Il romanzo gotico lascia spazio alla fiaba: Henry Powell, il "patrigno cattivo", assume sempre più la fisionomia di un orco.


 Il piccolo eroe ha appena il tempo di caricare la sorellina su una barca ed affidare entrambi al fiume, come due novelli Mosè.  Sulle sponde, si intravedono gufi, rospi, volpi: animali selvatici familiari all'immaginario.


 Più di loro che degli umani si fida John. Gli umani, infatti, possono essere umili ed inoffensivi, come la donna che fa loro la carità di una povera patata. Ma sono anche coloro che imprigionano innocenti canarini -o innocenti bambini.


Unica figura con cui John si decide, finalmente, a fermarsi, è la signora Cooper.
Una donna matura e benestante, che ha fatto della propria vita una missione tesa ad accogliere tutti gli orfani senza tetto. Guardandola bene, è proprio lei: la maestra celeste della prima scena. Un’altra donna Prassede, che “prende per cielo il proprio cervello”? Più procede la storia, più parrebbe di sì. Si autoesalta come benefattrice. Guardando una ragazza innamorata, afferma: “Le donne sono stupide. Tutte”. Ben inteso che lei non appartiene al genere femminile, nella propria considerazione. Forse, si percepisce come asessuata, o come divina. Si autodefinisce “un albero robusto, che può sostenere molti nidi”. Ma questo albero ha dato, come frutto, un figlio che ha fatto perdere le proprie tracce. Conoscendo da vicino la signora Cooper, non gli si può dare torto. Eppure, proprio lei aveva enunciato che gli alberi si riconoscono dai frutti…
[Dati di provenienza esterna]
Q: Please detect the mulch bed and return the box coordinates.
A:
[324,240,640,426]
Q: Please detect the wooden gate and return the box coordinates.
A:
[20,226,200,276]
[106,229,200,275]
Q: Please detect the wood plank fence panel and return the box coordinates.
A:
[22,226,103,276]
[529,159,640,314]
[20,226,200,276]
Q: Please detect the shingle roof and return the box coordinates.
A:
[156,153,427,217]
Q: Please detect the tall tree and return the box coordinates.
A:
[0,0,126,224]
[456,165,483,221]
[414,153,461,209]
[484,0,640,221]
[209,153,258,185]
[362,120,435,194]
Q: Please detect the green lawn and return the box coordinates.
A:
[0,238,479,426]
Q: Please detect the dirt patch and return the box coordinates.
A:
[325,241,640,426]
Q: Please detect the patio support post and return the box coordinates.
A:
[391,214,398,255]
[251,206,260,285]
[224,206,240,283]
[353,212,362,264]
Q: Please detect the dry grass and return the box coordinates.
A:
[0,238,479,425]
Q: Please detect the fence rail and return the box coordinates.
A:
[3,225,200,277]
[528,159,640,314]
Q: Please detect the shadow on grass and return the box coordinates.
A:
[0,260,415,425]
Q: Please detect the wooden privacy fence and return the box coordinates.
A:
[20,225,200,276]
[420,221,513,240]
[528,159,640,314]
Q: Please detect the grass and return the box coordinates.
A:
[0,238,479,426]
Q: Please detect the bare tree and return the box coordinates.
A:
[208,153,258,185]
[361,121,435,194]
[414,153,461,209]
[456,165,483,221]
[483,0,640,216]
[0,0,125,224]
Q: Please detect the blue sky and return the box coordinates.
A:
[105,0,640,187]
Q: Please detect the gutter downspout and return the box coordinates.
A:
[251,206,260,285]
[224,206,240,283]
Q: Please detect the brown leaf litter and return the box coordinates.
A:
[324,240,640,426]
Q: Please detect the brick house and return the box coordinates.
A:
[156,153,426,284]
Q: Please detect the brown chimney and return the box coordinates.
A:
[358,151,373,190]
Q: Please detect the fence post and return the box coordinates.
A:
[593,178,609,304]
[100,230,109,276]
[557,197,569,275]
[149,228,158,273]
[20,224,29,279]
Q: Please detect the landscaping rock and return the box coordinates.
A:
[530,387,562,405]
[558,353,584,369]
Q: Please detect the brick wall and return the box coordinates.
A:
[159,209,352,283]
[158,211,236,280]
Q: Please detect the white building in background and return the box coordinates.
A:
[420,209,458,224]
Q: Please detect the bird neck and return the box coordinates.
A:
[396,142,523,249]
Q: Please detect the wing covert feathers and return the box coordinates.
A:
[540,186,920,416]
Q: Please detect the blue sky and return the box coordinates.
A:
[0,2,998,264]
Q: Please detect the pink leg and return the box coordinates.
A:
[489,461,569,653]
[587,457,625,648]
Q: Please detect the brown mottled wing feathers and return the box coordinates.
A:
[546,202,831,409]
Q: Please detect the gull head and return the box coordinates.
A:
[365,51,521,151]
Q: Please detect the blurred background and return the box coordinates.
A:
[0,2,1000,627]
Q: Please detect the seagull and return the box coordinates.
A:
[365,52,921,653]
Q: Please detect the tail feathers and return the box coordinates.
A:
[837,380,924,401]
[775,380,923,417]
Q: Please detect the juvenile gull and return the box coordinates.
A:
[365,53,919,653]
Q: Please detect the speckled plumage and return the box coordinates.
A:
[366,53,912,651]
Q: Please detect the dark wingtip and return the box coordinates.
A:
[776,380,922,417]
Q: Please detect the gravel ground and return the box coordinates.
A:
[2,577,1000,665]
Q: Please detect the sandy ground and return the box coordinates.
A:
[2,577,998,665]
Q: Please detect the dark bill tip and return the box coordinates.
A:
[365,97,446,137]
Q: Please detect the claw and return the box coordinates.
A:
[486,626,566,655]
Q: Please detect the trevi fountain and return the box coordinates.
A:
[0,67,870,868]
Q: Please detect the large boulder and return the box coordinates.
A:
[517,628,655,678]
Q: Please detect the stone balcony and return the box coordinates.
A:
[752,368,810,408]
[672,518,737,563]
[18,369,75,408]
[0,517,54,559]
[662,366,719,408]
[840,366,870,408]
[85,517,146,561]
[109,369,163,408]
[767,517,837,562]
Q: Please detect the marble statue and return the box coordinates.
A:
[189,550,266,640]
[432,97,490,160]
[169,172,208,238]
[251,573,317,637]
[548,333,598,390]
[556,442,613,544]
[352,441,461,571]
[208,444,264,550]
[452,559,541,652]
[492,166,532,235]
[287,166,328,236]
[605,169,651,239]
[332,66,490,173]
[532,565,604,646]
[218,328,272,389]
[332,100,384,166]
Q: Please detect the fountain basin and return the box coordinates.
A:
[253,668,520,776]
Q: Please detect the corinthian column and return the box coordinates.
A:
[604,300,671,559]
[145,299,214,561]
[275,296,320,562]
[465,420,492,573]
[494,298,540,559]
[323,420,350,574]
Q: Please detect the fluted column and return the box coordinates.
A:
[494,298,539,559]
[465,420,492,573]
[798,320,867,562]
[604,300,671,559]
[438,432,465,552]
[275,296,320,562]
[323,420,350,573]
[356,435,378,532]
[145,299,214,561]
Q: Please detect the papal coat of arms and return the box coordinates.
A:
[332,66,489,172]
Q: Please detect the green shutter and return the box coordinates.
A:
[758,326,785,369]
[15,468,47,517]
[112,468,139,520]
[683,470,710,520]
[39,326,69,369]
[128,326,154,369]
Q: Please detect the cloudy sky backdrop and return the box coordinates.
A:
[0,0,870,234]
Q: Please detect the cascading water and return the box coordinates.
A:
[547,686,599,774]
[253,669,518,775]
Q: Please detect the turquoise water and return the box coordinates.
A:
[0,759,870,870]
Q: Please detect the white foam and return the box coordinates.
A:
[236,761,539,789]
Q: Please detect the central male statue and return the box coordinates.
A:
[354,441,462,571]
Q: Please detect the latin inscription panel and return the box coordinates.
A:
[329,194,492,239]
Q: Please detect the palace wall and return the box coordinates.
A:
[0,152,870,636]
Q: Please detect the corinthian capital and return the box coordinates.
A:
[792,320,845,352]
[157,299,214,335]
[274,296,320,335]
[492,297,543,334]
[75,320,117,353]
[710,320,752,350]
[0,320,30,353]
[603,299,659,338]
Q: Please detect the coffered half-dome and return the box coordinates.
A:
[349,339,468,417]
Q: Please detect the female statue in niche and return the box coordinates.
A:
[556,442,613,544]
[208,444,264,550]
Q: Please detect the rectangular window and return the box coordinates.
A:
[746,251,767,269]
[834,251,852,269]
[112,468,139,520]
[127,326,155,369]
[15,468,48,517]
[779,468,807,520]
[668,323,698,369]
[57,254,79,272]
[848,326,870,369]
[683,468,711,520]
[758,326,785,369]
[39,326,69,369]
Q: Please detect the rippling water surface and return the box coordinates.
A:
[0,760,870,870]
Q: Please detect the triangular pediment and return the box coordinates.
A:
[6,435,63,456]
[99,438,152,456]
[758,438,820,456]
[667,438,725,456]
La protettrice, la dea ex machina riduce progressivamente la propria distanza dall’orco, Henry Powell: entrambi predicatori, sessuofobi, portatori di armi. La signora Cooper sconfigge il “cattivo”, ma la sua vittoria sembra dovuta più alla somiglianza con lui che ad una contrapposizione reale.
Mentre Powell viene arrestato, un altro accostamento balena: quello con il defunto padre. È allora che John crolla: “restituisce” il tesoro a questo sostituto paterno, supplicandolo di liberarlo da quel peso. Qui termina lo straordinario sforzo del bambino. Si rifiuterà perfino di riconoscere l’assassino della madre, in tribunale. Powell viene impiccato (sarà un caso se, accanto a lui, erano sempre inquadrati attaccapanni?). La condanna è osannata dal villaggio, lo stesso che aveva vezzeggiato il “falso profeta” fin dal suo arrivo. La furia più scatenata è proprio la signora Spoons, per di più ubriaca fradicia, con buona pace del proprio moralismo.

Il finale è –apparentemente- una lieta scena natalizia. Gli orfanelli della signora Cooper la riempiono di regali prevedibili; Ruby, la più grande, è diventata la “donna onesta” che la madre adottiva sognava; John riceve un orologio. Da molto aspirava a possederne uno; ma sembra che questo “bambino adulto” non possa, ancora una volta, gestire il proprio tempo senza la concessione di una figura materna. L’ultima inquadratura –così come la prima- è un primo piano della signora Cooper: “I bambini sono migliori di noi… Sopportano e resistono”. Nulla fa, però, per assumersi parte di quel peso. E le note finali della colonna sonora ribadiscono un leitmotiv noto, che evoca il fantasma di Powell.

Non c’è salvezza, sembra dirci Laughton. Se non nella bellezza di un inafferrabile capolavoro.